Australia's big four banks are facing an increasingly strong coalition of outraged consumers, farmers, politicians and business leaders in a stand-off over interest rates.
The Reserve Bank , by deciding yesterday to resist a third consecutive cut and hold the official cash rate steady at 4.25 per cent, may have brought some of the heat upon itself, but fury is still aimed directly at the Commonwealth, ANZ, National Australia and Westpac banks.
The central bank's decision angered sectors such as the embattled housing industry and unions covering manufacturing, tourism and other industries hard hit by the strength of the Australian dollar.
But the major banks are the prime target after indicating they would not be bound to follow any Reserve Bank rate reductions. The NAB, which yesterday reported a 7.7 per cent rise in first-quarter cash profit to A$1.4 billion ($1.8 billion), has said it will keep its standard variable rate below those of the other major banks for the rest of the year. It stopped short of promising to follow official cash rate reductions.
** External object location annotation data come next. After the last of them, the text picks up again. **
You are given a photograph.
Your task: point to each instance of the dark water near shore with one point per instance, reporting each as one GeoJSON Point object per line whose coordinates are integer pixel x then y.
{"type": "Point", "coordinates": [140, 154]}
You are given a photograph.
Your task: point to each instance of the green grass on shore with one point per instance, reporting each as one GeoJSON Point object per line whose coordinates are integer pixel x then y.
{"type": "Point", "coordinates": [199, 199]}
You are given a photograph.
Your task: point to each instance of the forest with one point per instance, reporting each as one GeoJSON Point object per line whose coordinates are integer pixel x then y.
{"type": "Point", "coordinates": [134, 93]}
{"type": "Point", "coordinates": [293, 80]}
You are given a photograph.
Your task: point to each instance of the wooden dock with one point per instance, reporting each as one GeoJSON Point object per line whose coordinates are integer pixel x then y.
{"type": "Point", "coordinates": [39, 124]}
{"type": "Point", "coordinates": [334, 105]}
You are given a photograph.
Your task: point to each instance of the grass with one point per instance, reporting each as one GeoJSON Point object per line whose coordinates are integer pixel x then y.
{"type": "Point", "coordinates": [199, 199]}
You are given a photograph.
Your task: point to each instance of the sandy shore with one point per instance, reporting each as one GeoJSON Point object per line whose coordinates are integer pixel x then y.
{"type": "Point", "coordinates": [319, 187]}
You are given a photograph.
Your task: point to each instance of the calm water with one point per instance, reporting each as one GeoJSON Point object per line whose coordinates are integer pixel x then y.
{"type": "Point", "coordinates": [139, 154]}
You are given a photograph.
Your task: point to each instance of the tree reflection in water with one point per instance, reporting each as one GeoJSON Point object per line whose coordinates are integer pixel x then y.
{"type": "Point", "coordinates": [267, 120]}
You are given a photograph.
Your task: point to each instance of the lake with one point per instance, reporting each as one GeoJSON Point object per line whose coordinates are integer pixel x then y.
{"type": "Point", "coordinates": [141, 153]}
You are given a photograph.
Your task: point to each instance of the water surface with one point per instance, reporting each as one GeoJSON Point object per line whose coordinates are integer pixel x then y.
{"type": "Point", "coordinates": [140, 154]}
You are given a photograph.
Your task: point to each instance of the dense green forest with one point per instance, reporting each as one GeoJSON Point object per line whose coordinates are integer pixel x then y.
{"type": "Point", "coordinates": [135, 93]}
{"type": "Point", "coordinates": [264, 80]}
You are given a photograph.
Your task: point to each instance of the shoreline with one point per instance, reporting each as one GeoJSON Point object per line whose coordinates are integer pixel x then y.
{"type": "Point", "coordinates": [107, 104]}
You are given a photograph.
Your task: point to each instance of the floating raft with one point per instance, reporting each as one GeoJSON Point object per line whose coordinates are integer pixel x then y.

The banks have argued that offshore funding costs have soared because of the European debt crisis, and that local costs have also risen because of stronger competition for deposits, and from minor lenders buoyed by the axing of mortgage exit fees.
But critics have dismissed the argument, with unions and farmers saying new regulations might be needed to bring the banks into line.
Australian Council of Trade Unions president Ged Kearney said the majors could not justify failing to pass on Reserve Bank rate cuts when their combined profit last year reached A$25.2 billion and their chief executives earned a combined A$28.6 million.
The big four also slashed 3300 jobs last year, with a further 730 announced so far this year.
National Party leader Warren Truss said that only one agribusiness lender, Suncorp Agribusiness, passed on the Reserve Bank's full 0.5 per cent rate cut in November and December last year.
Treasurer Wayne Swan said there was no excuse for banks not to pass on reductions in the official cash rate, and urged customers to shop around. He said the major banks were hugely profitable, with net interest margins back to pre-GFC levels and returns on equity far higher than for American or European banks, but believed they had a right, "irrespective of any particular market condition, to maintain forever huge profitability".